Wednesday, November 07, 2007

Travel: Egypt's other pyramids

Times Online (Duncan Sprott)

An enjoyable account of a visit to some of the "other" pyramids - examples of the lesser known pyramids at Meidum, Dashur and Saqqara that pre-date the great three at Giza. Daniel Sprott is the author of the Ptolemies Quartet.
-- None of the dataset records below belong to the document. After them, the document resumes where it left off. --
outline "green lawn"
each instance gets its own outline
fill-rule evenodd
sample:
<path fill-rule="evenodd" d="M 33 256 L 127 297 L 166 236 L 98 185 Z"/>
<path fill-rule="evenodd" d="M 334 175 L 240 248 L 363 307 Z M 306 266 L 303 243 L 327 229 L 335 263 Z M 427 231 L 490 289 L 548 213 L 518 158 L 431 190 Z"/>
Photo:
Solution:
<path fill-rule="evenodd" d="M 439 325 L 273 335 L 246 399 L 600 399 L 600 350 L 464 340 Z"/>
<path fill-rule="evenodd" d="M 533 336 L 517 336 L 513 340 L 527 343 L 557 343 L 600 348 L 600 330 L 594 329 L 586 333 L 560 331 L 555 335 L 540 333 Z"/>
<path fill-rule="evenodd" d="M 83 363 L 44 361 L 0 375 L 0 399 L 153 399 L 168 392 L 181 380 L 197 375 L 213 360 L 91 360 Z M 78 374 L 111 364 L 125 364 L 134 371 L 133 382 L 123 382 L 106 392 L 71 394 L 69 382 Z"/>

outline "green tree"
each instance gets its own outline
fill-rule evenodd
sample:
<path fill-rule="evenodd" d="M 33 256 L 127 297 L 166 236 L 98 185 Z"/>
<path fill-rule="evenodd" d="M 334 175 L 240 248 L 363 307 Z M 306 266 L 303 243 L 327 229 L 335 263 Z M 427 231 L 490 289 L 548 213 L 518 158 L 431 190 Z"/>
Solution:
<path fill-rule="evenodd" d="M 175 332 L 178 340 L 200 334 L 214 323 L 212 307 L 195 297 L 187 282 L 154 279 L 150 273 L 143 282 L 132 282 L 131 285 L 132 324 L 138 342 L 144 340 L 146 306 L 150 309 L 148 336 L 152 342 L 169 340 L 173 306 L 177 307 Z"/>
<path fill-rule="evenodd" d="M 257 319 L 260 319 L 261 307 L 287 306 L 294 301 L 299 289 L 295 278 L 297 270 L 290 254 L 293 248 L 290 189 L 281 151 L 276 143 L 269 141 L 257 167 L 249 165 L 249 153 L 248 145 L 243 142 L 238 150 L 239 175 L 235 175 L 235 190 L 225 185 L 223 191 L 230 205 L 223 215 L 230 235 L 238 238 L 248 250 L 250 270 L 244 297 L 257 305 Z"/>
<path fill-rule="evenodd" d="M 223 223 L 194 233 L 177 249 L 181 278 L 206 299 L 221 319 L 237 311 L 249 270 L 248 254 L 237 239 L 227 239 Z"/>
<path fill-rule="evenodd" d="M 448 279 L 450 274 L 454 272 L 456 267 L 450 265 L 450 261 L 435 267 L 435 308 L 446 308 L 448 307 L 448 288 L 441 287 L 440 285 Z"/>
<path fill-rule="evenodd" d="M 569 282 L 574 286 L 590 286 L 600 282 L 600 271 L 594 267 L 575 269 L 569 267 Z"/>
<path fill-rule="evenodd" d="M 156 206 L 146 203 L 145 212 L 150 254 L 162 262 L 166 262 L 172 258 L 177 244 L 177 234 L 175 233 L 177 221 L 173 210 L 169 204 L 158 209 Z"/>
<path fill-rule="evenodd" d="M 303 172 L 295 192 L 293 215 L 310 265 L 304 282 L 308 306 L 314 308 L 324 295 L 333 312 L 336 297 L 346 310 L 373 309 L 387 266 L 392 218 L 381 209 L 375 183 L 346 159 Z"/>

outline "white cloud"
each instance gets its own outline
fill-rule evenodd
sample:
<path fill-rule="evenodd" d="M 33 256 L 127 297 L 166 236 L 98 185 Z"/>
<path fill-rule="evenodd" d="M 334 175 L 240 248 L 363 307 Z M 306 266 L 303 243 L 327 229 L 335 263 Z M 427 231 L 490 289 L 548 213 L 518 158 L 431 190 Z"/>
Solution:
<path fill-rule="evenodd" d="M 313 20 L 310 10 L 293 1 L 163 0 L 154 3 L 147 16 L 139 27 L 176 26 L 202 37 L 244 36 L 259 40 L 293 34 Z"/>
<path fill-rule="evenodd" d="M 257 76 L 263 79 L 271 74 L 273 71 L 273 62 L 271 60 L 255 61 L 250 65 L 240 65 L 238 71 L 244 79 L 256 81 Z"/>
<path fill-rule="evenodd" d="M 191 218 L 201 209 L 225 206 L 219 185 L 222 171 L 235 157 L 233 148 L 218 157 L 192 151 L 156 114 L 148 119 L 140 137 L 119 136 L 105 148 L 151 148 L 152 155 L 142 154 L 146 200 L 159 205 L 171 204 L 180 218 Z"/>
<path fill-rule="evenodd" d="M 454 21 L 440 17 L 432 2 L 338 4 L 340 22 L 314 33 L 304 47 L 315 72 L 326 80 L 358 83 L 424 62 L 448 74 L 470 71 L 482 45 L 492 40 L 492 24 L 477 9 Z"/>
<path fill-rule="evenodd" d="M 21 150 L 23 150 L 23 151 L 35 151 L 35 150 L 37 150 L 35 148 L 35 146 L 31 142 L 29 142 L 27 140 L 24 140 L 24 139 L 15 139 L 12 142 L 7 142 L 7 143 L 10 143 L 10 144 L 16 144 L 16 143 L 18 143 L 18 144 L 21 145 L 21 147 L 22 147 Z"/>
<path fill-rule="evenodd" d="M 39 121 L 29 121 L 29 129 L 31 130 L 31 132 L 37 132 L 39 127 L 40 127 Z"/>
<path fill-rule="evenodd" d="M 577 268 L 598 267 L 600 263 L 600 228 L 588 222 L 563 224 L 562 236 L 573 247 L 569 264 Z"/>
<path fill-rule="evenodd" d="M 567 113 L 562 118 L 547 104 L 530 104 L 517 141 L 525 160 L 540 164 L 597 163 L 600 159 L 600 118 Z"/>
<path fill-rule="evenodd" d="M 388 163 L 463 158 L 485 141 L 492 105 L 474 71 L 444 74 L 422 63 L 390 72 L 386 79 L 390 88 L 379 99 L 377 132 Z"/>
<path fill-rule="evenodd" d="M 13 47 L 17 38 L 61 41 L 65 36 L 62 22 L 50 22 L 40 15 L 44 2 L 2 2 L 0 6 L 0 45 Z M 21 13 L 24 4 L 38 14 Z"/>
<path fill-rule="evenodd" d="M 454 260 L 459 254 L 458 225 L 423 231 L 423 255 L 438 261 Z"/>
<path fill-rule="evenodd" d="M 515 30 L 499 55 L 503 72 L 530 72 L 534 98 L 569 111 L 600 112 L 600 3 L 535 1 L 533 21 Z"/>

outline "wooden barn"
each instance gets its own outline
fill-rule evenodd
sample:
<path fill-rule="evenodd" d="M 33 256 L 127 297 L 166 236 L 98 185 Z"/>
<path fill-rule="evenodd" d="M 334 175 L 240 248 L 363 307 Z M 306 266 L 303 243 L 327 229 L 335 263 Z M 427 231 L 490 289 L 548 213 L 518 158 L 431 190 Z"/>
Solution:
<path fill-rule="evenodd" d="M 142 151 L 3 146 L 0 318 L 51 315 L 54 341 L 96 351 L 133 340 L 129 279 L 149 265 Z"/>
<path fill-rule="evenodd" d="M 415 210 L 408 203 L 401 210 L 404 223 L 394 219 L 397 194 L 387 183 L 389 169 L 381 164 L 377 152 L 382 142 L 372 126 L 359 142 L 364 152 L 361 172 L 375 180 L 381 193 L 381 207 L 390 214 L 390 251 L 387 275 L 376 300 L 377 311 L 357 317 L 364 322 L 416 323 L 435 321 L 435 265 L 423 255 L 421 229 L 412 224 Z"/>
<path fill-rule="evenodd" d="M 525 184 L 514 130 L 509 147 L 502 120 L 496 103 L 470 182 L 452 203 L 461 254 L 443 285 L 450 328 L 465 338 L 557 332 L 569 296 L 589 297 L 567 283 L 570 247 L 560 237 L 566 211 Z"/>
Eventually, we reach the sleepy village of Meidum, where goats loiter in the street, and we can see Snofru’s weird three-stepped tower sticking up above the palm trees. Snofru was trying to put up a true pyramid here, with smooth sides, but his experiment failed when the outermost layer of stones collapsed. What is left is an imposing ruin with a mound of debris at the base, hence the name: the Collapsed Pyramid. Near the top, pigeons flutter into a hole, their nesting place for 4,000 years. At the entrance for humans, 65ft off the ground, I take my last gulp of fresh air and crawl down a long, sloping passage barely one yard wide. Then I’m in a horizontal corridor, grateful for the invention of electric light and praying like mad for no power cuts. Before long, I’m standing in the burial chamber, admiring a fine vaulted and corbelled roof 50ft high. In the heart of the pyramid, it’s stiflingly hot, totally creepy but totally wonderful, literally breathtaking, and again we have it all to ourselves. The pigeons stayed at Meidum, but Snofru abandoned his rather big mistake and went back to the drawing board. In fact, he moved his entire outfit back up the road to Dahshur, where he built “the city of the two pyramids”.

The author then returns to the chaos of Cairo to enjoy a whistle stop tour of some of the Islamic sights.